- Born: 1968 (age 57–58)
- Known for: Public art, video art, documentation

= Sandra de la Loza =

American artist (born 1968)

Sandra de la Loza (born 1968) is an American artist living and working in Los Angeles. She is the founder and only official member of the Pocho Research Society of Erased and Invisible History (2001), a collaborative project working with artists, activist, and historians to investigate place and memory through public interventions.

==Education==
Sandra studied Latin American history and culture at the Universidad Nacional Autónoma de Mexico (UNAM), and earned a B.A. in Chicano Studies from the University of California, Berkeley. She completed her M.F.A. at California State University, Long Beach in 2004.

==Selected works==
As part of Pacific Standard Time: Art in Los Angeles 1945-1980 the Los Angeles County Museum of Art presented Mural Remix: Sandra de la Loza, a project examining forgotten Chicano murals produced during the 1970s through experimental video documentation.
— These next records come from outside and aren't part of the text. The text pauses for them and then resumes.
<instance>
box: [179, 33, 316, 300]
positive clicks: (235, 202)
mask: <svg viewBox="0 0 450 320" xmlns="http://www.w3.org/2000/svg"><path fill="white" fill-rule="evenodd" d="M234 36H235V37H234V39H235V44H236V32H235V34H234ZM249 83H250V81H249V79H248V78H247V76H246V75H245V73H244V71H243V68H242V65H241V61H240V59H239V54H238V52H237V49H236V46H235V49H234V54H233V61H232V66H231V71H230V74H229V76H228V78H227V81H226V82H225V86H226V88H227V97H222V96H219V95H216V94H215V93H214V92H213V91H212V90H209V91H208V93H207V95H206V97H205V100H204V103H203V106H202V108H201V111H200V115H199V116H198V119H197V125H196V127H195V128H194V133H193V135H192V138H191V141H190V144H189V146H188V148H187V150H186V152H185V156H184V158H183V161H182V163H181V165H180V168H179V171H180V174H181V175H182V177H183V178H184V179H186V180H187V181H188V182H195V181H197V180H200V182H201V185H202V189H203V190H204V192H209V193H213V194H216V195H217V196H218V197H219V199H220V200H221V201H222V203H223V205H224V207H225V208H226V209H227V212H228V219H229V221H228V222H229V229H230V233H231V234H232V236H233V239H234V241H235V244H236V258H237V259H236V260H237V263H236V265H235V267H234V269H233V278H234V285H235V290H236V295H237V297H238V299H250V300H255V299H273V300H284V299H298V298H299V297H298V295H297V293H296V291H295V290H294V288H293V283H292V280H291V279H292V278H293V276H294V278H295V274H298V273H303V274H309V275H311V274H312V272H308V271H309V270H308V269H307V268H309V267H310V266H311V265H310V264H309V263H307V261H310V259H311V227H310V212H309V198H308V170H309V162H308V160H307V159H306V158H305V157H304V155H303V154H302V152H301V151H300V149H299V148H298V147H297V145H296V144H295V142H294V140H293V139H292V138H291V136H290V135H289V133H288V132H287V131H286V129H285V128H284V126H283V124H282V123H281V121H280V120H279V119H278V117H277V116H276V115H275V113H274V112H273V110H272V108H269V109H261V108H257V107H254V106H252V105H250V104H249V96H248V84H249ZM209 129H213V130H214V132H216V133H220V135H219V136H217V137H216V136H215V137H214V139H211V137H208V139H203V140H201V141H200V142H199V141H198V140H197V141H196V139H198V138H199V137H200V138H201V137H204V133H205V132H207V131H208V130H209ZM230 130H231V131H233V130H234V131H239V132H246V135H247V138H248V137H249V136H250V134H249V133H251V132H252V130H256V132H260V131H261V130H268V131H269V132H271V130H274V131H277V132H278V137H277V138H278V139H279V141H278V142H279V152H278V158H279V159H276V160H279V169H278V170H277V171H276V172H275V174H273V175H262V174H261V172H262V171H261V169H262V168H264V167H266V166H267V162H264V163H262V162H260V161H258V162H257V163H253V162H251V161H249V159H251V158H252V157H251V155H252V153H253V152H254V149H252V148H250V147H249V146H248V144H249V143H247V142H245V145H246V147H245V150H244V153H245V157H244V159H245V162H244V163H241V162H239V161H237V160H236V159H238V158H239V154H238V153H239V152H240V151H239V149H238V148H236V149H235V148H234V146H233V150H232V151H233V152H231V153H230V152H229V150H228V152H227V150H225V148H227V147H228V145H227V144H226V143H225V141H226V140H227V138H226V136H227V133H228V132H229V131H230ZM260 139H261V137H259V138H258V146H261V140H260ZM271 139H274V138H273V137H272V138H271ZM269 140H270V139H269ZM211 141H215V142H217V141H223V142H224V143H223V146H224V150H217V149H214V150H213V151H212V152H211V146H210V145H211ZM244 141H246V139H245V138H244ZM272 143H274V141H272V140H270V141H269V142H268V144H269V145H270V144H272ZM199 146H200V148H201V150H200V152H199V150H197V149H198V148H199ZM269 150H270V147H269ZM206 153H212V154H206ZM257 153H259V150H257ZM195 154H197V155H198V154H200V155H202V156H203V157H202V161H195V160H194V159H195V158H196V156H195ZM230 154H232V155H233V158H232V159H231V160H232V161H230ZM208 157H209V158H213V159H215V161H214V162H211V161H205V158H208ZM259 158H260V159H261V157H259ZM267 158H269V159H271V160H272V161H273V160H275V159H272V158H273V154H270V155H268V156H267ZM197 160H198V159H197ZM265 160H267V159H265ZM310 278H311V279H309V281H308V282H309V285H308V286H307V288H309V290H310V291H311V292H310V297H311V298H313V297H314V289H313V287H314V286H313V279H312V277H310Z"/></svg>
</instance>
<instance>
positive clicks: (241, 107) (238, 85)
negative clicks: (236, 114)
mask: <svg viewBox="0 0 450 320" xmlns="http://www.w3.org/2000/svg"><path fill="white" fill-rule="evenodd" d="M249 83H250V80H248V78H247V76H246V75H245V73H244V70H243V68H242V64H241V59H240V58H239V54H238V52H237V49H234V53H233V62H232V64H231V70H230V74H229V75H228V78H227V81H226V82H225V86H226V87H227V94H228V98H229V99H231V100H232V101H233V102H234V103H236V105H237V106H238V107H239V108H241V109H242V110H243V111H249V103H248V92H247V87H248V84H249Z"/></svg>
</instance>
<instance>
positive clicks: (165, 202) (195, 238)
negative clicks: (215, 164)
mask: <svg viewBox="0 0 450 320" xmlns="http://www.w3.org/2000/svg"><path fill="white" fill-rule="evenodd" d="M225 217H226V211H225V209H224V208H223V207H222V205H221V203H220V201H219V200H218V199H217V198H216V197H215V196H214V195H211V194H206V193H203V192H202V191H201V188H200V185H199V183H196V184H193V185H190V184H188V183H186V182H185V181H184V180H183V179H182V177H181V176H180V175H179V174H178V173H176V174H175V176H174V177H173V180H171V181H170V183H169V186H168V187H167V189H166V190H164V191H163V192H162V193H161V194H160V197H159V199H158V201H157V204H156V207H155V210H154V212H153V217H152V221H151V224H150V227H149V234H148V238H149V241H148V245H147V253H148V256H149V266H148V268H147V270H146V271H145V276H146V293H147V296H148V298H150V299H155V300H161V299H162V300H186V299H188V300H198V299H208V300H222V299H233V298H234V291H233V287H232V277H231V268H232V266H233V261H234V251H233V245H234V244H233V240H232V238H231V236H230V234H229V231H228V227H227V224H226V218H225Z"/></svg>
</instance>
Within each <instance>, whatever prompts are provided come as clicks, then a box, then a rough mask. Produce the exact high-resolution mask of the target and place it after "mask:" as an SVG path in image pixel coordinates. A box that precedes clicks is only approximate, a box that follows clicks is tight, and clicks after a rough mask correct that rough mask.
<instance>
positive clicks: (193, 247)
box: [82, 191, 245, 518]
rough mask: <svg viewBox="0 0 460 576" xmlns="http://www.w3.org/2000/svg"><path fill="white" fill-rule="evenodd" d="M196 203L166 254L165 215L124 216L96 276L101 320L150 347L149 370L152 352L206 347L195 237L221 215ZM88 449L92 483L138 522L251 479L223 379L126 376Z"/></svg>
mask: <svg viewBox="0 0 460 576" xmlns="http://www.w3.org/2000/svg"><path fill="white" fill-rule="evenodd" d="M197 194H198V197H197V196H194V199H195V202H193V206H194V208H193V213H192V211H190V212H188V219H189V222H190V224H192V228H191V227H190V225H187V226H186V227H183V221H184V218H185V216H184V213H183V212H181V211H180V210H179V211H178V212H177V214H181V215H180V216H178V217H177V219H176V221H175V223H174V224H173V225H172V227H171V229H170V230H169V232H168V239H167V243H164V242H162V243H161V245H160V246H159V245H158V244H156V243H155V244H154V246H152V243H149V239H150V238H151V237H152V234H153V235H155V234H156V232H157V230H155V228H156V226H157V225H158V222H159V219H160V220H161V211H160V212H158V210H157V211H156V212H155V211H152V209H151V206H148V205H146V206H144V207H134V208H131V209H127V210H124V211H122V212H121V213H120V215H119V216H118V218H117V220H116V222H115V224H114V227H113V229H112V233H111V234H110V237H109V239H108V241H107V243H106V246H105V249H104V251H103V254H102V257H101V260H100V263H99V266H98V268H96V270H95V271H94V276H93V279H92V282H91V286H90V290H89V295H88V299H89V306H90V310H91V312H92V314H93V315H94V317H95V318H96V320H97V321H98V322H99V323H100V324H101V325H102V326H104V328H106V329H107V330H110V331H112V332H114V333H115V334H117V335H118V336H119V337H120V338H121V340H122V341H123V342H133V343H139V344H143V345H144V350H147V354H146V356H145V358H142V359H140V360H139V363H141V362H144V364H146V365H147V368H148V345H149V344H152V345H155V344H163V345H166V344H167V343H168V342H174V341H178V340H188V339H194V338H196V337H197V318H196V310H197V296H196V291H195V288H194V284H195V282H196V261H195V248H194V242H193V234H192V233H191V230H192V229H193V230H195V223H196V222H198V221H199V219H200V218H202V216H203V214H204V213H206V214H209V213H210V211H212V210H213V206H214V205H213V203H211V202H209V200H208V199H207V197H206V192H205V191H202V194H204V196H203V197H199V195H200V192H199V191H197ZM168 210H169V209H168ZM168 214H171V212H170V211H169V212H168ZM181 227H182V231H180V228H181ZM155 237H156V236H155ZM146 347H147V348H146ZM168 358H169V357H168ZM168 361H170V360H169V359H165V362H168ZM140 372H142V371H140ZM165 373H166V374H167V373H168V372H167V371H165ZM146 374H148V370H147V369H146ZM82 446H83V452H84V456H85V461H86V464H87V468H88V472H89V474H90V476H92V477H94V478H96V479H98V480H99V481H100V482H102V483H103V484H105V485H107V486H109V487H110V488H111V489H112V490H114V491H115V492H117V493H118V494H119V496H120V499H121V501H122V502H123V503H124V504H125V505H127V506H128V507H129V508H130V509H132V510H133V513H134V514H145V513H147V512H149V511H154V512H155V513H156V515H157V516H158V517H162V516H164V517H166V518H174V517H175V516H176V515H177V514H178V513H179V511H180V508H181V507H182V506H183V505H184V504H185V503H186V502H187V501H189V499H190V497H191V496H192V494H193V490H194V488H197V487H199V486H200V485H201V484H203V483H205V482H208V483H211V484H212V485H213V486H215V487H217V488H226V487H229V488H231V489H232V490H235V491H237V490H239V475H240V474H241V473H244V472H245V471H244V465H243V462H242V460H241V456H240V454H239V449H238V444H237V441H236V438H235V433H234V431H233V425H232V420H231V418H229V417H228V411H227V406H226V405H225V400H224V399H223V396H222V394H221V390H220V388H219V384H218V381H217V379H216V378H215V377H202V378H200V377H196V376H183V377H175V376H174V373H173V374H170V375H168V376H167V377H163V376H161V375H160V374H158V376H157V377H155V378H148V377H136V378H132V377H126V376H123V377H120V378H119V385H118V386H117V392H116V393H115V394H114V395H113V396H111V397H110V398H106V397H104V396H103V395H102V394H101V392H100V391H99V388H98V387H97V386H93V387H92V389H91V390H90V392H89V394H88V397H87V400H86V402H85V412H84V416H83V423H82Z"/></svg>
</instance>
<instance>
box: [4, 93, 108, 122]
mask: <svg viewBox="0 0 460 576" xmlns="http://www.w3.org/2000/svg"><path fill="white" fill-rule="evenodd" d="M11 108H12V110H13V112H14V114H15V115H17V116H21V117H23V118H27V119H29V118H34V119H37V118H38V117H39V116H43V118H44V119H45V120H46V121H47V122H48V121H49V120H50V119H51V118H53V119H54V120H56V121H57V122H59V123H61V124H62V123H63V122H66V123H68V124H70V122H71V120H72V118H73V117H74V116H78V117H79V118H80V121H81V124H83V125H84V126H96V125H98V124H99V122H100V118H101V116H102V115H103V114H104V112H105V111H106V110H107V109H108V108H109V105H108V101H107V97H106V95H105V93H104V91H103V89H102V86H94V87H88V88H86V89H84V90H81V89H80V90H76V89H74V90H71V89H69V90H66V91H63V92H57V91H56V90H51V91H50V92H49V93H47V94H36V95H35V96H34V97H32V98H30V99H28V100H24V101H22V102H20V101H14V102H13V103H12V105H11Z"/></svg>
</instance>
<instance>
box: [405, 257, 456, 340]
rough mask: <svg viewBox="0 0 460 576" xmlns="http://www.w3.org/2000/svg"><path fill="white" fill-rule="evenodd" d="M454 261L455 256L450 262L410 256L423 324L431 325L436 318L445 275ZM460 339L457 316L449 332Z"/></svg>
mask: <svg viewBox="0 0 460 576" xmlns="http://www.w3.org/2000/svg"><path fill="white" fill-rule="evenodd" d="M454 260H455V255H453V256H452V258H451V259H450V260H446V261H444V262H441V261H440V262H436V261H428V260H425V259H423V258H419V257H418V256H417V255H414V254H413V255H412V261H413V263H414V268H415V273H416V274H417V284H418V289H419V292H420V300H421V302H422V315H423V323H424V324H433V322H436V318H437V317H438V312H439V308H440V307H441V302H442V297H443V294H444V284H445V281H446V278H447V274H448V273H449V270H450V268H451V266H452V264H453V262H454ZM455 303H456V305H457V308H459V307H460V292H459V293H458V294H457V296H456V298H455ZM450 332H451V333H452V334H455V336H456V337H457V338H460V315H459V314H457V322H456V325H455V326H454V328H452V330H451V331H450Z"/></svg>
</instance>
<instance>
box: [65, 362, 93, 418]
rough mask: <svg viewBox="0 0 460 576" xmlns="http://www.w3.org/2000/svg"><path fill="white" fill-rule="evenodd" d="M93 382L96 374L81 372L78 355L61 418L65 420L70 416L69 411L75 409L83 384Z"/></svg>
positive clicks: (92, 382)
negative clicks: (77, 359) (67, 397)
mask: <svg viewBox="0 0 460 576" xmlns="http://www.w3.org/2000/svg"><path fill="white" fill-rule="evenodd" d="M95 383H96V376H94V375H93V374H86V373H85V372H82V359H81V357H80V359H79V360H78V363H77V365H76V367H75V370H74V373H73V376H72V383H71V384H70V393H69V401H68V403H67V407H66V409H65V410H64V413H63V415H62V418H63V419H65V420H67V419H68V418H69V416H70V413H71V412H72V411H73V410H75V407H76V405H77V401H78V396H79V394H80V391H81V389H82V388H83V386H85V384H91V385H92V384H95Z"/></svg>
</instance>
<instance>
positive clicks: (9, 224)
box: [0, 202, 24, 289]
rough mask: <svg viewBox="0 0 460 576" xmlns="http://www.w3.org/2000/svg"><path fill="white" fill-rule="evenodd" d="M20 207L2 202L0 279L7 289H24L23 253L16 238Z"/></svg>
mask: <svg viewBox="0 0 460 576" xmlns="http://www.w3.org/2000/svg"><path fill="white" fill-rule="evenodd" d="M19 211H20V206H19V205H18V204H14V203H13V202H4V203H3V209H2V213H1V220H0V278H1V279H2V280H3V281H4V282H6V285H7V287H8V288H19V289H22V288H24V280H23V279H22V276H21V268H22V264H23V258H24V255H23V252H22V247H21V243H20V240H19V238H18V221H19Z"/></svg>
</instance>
In 2024, the Pérez Art Museum Miami showcased her work as part of Xican-a.o.x. Body, a group show expanding on the art narratives by Chicano artists from 1960s to the present.

==Awards==
In 2013, Sandra was awarded the California Community Foundation, Mid-Career Artist Grant, Artist in Residence Grant, Department of Cultural Affairs and in 2012 she was awarded the Art Matters Grant. Sandra was the Project Research Fellow (2009–2011) Chicano Studies Research Center, University of California, Los Angeles as part of Pacific Standard Time: Art in L.A. 1945–1980, The Getty Foundation.